I have several servers that I want to monitor in order to know the basic stats, and if they are up or down. For that purpose I am using the status history panel. However, I am having several problems in a particular case.
When any of my servers go down, the grafana dashboard tells me that there is no data. In this case, I can’t trigger an alert or make grafana paint that cell in a red colour (or any colour).
So, I was wondering if there is any way of making that “no data in response” message that appears in my dashboard a value (such as 0). In that way I would be able to create a threshold for the 0 value.
I have been using value mapping for this panel. However, it only works for certain cases, and I am still struggling with one of them.
In my dashboard, I have these servers I want to monitor. In order to display all of them, I have created a dashboard variable whose values are the hosts/servers. Once I had the variable created (storage_machines) I wrote the following query and I configured the desired value mapping.
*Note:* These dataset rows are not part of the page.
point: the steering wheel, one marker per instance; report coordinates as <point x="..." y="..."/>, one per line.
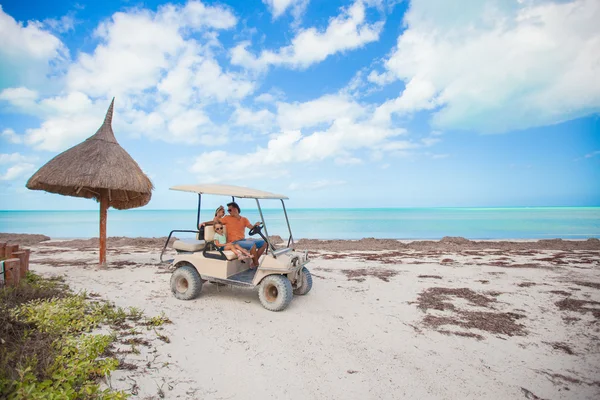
<point x="255" y="229"/>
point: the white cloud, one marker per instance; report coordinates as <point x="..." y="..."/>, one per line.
<point x="15" y="158"/>
<point x="494" y="66"/>
<point x="261" y="119"/>
<point x="343" y="137"/>
<point x="61" y="25"/>
<point x="20" y="97"/>
<point x="324" y="109"/>
<point x="348" y="31"/>
<point x="11" y="136"/>
<point x="316" y="185"/>
<point x="17" y="171"/>
<point x="279" y="7"/>
<point x="159" y="65"/>
<point x="28" y="52"/>
<point x="348" y="160"/>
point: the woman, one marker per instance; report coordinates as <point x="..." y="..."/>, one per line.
<point x="219" y="213"/>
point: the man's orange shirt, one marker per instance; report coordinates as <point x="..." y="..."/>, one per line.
<point x="236" y="228"/>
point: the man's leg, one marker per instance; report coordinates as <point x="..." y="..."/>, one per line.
<point x="261" y="250"/>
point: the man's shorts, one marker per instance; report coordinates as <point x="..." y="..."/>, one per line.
<point x="248" y="243"/>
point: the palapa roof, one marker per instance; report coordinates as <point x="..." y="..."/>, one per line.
<point x="228" y="190"/>
<point x="99" y="165"/>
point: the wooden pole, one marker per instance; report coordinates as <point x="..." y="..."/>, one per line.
<point x="12" y="268"/>
<point x="103" y="209"/>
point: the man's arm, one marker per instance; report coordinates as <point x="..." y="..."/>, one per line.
<point x="249" y="225"/>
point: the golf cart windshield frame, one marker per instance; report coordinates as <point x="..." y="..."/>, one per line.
<point x="266" y="236"/>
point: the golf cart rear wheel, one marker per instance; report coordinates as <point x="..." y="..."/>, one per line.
<point x="304" y="282"/>
<point x="275" y="292"/>
<point x="186" y="283"/>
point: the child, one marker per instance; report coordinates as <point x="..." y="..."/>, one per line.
<point x="222" y="244"/>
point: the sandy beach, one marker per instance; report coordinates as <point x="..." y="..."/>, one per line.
<point x="386" y="319"/>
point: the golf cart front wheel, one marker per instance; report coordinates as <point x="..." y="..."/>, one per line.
<point x="275" y="292"/>
<point x="186" y="283"/>
<point x="304" y="282"/>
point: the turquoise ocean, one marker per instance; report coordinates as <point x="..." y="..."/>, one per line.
<point x="394" y="223"/>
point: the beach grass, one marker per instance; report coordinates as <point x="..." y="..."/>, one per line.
<point x="50" y="345"/>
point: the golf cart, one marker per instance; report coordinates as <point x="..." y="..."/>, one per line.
<point x="281" y="271"/>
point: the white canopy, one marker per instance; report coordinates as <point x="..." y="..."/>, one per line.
<point x="228" y="190"/>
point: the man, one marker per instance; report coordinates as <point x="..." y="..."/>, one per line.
<point x="236" y="225"/>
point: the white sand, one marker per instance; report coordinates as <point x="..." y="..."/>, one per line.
<point x="353" y="339"/>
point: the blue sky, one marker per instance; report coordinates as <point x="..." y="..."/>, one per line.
<point x="364" y="103"/>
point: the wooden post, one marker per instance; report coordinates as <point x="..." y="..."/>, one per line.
<point x="23" y="256"/>
<point x="12" y="273"/>
<point x="103" y="209"/>
<point x="9" y="249"/>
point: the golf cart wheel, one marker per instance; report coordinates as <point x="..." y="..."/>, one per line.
<point x="275" y="292"/>
<point x="304" y="282"/>
<point x="186" y="283"/>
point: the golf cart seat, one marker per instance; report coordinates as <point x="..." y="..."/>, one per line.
<point x="190" y="245"/>
<point x="209" y="237"/>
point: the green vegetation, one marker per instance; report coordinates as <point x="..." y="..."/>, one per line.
<point x="47" y="346"/>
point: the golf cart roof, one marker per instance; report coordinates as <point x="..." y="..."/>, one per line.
<point x="228" y="190"/>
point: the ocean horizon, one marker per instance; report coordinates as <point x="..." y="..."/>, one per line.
<point x="477" y="223"/>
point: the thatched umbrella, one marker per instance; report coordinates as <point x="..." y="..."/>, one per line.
<point x="100" y="169"/>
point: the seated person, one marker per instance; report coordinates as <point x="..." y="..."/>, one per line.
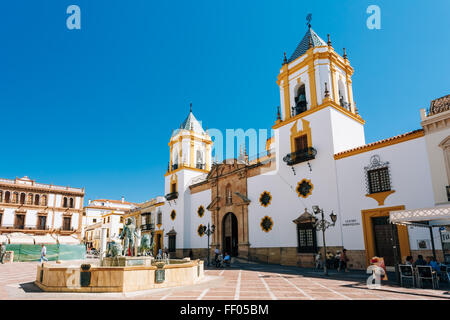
<point x="318" y="261"/>
<point x="420" y="261"/>
<point x="409" y="260"/>
<point x="219" y="261"/>
<point x="227" y="259"/>
<point x="433" y="263"/>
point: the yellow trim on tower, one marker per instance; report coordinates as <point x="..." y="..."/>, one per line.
<point x="324" y="105"/>
<point x="380" y="144"/>
<point x="380" y="197"/>
<point x="192" y="152"/>
<point x="369" y="237"/>
<point x="310" y="190"/>
<point x="181" y="167"/>
<point x="312" y="84"/>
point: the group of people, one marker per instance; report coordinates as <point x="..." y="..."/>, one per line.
<point x="3" y="253"/>
<point x="334" y="261"/>
<point x="430" y="261"/>
<point x="221" y="260"/>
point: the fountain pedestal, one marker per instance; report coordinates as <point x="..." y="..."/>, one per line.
<point x="126" y="261"/>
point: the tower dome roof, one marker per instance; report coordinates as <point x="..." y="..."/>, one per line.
<point x="303" y="46"/>
<point x="190" y="123"/>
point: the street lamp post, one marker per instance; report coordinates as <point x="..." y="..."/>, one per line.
<point x="323" y="224"/>
<point x="209" y="231"/>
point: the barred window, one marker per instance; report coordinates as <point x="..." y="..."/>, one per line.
<point x="172" y="243"/>
<point x="159" y="218"/>
<point x="379" y="180"/>
<point x="306" y="235"/>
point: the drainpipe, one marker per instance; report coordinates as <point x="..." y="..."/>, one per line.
<point x="432" y="242"/>
<point x="395" y="245"/>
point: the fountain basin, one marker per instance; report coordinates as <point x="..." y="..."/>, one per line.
<point x="57" y="278"/>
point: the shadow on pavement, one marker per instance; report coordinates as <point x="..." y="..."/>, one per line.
<point x="29" y="287"/>
<point x="398" y="292"/>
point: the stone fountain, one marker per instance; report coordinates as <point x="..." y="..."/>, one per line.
<point x="118" y="272"/>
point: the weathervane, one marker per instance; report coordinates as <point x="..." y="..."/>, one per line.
<point x="309" y="18"/>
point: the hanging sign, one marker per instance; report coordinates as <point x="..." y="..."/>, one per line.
<point x="445" y="237"/>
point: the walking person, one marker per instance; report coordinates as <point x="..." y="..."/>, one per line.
<point x="2" y="252"/>
<point x="216" y="256"/>
<point x="44" y="253"/>
<point x="343" y="261"/>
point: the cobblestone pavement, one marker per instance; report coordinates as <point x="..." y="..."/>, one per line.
<point x="241" y="282"/>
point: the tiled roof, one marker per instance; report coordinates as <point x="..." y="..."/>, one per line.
<point x="304" y="44"/>
<point x="112" y="201"/>
<point x="380" y="143"/>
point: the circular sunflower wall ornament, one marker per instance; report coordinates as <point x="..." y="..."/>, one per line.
<point x="304" y="188"/>
<point x="266" y="224"/>
<point x="200" y="230"/>
<point x="201" y="211"/>
<point x="265" y="198"/>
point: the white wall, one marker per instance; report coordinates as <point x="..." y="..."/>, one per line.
<point x="410" y="178"/>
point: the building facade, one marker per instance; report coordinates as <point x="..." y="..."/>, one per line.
<point x="104" y="214"/>
<point x="262" y="208"/>
<point x="33" y="208"/>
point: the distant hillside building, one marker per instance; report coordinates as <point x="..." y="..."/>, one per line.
<point x="104" y="214"/>
<point x="33" y="208"/>
<point x="262" y="208"/>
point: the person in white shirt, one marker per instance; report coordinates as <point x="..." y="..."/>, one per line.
<point x="43" y="254"/>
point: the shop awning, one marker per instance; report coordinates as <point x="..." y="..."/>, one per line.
<point x="68" y="240"/>
<point x="47" y="239"/>
<point x="436" y="216"/>
<point x="3" y="239"/>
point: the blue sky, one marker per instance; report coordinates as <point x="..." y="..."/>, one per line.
<point x="95" y="107"/>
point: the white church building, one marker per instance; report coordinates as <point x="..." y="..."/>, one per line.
<point x="262" y="209"/>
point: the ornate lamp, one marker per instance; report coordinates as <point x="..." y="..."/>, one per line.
<point x="322" y="225"/>
<point x="333" y="217"/>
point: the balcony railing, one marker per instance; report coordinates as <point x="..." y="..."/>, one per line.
<point x="300" y="156"/>
<point x="344" y="104"/>
<point x="299" y="108"/>
<point x="200" y="166"/>
<point x="148" y="227"/>
<point x="171" y="196"/>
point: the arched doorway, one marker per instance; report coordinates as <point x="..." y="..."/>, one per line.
<point x="230" y="234"/>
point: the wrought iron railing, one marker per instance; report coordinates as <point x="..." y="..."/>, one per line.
<point x="171" y="196"/>
<point x="148" y="227"/>
<point x="300" y="156"/>
<point x="345" y="105"/>
<point x="299" y="108"/>
<point x="439" y="105"/>
<point x="262" y="156"/>
<point x="200" y="166"/>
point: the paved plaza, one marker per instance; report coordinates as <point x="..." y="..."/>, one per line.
<point x="240" y="282"/>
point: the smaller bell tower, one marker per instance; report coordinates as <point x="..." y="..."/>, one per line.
<point x="190" y="154"/>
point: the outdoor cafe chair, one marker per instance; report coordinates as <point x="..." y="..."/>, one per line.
<point x="427" y="273"/>
<point x="407" y="272"/>
<point x="444" y="273"/>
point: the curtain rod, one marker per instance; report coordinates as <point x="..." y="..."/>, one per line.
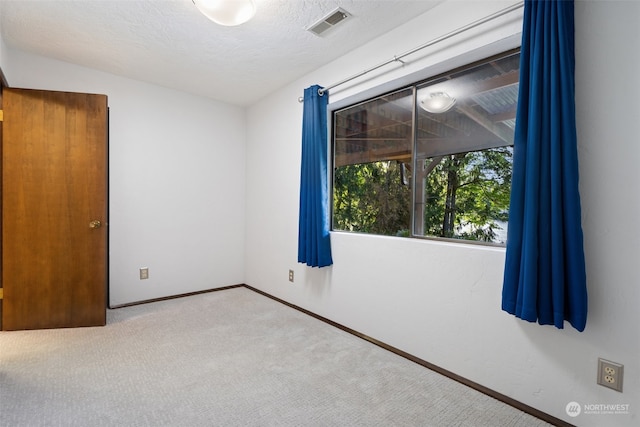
<point x="398" y="58"/>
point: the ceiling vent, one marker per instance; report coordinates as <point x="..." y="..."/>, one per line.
<point x="329" y="21"/>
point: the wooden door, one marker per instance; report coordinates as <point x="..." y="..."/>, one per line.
<point x="54" y="210"/>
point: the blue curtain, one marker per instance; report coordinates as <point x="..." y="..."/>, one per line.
<point x="544" y="278"/>
<point x="314" y="247"/>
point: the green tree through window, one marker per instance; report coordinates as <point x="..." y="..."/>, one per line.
<point x="403" y="170"/>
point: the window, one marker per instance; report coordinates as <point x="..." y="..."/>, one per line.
<point x="432" y="159"/>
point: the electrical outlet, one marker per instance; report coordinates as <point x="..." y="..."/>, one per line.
<point x="610" y="374"/>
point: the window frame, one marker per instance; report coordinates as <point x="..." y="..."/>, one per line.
<point x="502" y="48"/>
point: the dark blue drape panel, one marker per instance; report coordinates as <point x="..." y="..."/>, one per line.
<point x="314" y="247"/>
<point x="545" y="277"/>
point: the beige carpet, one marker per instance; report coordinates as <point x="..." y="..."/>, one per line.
<point x="227" y="358"/>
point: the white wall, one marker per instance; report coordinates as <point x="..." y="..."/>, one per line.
<point x="176" y="164"/>
<point x="441" y="301"/>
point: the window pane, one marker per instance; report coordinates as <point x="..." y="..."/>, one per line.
<point x="463" y="154"/>
<point x="372" y="148"/>
<point x="432" y="159"/>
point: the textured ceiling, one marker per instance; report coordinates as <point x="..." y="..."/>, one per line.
<point x="169" y="43"/>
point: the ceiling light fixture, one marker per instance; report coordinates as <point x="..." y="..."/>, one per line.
<point x="227" y="12"/>
<point x="437" y="103"/>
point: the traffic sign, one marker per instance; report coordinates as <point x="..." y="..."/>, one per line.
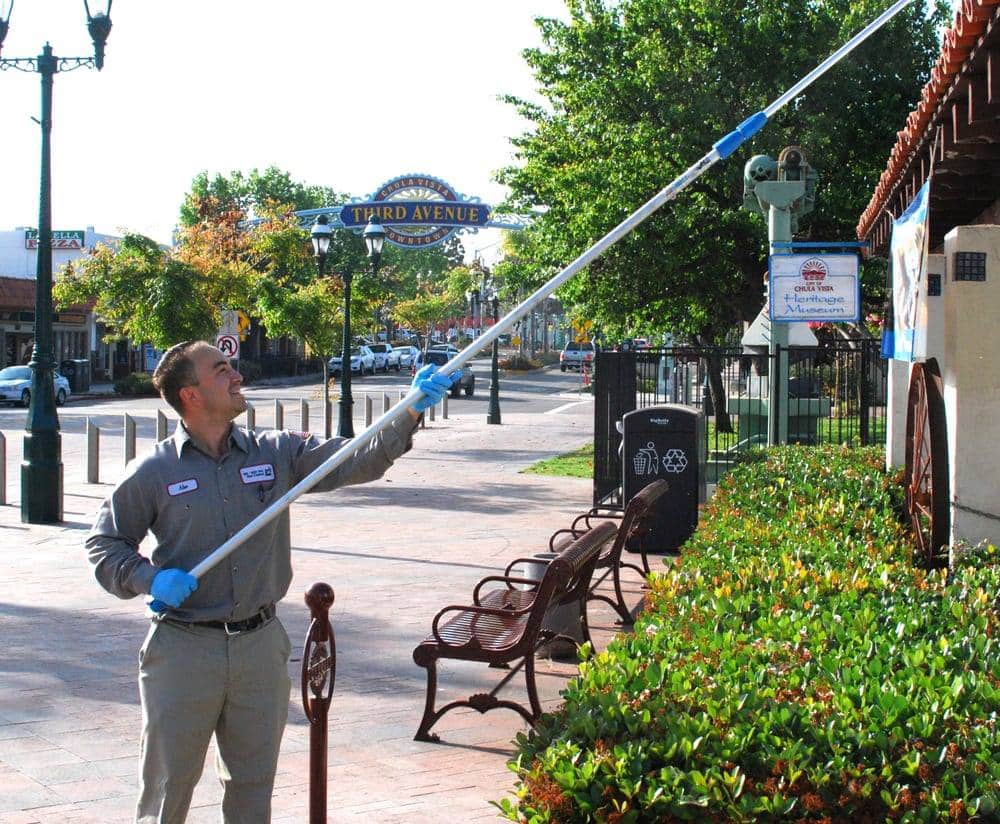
<point x="229" y="345"/>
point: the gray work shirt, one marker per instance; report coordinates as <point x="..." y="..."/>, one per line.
<point x="192" y="503"/>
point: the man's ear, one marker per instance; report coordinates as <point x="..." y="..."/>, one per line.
<point x="189" y="396"/>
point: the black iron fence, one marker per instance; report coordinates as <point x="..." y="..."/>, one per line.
<point x="836" y="394"/>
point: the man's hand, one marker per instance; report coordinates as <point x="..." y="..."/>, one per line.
<point x="433" y="384"/>
<point x="170" y="588"/>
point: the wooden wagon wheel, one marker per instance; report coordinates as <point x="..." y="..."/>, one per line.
<point x="927" y="496"/>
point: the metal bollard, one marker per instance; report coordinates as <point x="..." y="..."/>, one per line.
<point x="129" y="438"/>
<point x="93" y="452"/>
<point x="319" y="671"/>
<point x="3" y="469"/>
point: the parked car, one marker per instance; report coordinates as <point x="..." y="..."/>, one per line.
<point x="15" y="386"/>
<point x="407" y="353"/>
<point x="575" y="355"/>
<point x="362" y="361"/>
<point x="439" y="357"/>
<point x="386" y="356"/>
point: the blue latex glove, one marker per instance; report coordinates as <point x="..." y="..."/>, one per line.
<point x="433" y="384"/>
<point x="170" y="588"/>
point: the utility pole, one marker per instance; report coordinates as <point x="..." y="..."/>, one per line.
<point x="782" y="192"/>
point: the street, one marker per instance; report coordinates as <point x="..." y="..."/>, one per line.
<point x="542" y="392"/>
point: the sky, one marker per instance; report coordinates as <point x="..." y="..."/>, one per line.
<point x="342" y="94"/>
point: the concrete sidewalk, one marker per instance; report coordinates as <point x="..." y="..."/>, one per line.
<point x="396" y="551"/>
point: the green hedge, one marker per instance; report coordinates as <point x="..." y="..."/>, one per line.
<point x="794" y="665"/>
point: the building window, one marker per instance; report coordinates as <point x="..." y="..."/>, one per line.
<point x="970" y="266"/>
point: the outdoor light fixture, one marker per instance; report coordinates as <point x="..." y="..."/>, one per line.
<point x="6" y="7"/>
<point x="41" y="468"/>
<point x="99" y="26"/>
<point x="321" y="234"/>
<point x="374" y="236"/>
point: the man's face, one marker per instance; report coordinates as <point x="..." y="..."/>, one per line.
<point x="219" y="387"/>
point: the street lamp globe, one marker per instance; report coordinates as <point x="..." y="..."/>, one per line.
<point x="99" y="26"/>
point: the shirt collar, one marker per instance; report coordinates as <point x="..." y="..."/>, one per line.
<point x="237" y="437"/>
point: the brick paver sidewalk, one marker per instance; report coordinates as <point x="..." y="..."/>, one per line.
<point x="450" y="512"/>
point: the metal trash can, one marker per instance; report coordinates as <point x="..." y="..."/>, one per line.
<point x="666" y="442"/>
<point x="77" y="372"/>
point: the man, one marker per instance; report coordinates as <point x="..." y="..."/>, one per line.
<point x="215" y="659"/>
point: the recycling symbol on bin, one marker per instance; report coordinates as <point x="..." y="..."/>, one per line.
<point x="674" y="461"/>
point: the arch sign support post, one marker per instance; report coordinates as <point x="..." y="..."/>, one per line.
<point x="720" y="150"/>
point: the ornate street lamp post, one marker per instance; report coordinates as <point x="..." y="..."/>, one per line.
<point x="374" y="236"/>
<point x="41" y="469"/>
<point x="493" y="416"/>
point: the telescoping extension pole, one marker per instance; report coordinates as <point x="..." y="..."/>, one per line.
<point x="721" y="149"/>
*SELECT mean("value") FROM "cpu_value" WHERE ("host" =~ /^$storage_machines$/ AND "type_instance" = 'system') AND $timeFilter GROUP BY time(15m), "host" fill(null)*
I thought that everything was working fine until I saw that the panel was not showing all my machines. I noticed that the ones that have been down more time than the dashboard time limit (configured at 2 days) were not shown.
When I inspected the raw query I discovered that the system was just quering the variables values that had reported at least once in that period of time, so some of the machines were not appering on my panel (as the query wasn’t giving me data about them):
*SELECT mean("value") FROM "cpu_value" WHERE ("host" =~ /^(machine1|machine2|machine3...)$/ AND "type_instance" = 'system') AND **time >= now() - 2d and time <= now()** GROUP BY time(15m), "host" fill(null)*
Since I want to display all the machines (even if they have not been reporting for a long time), I was wondering if there is the possibility to display all the values (in my case the hosts/servers) that compose my variable, even if they have not been reporting for more time than the dashboard time limit. Therefore, the down servers would be the ones that have not been reporting for more than the dashboard limit time, and the ones that have not reported in the last 15 min (as the query I originally wrote).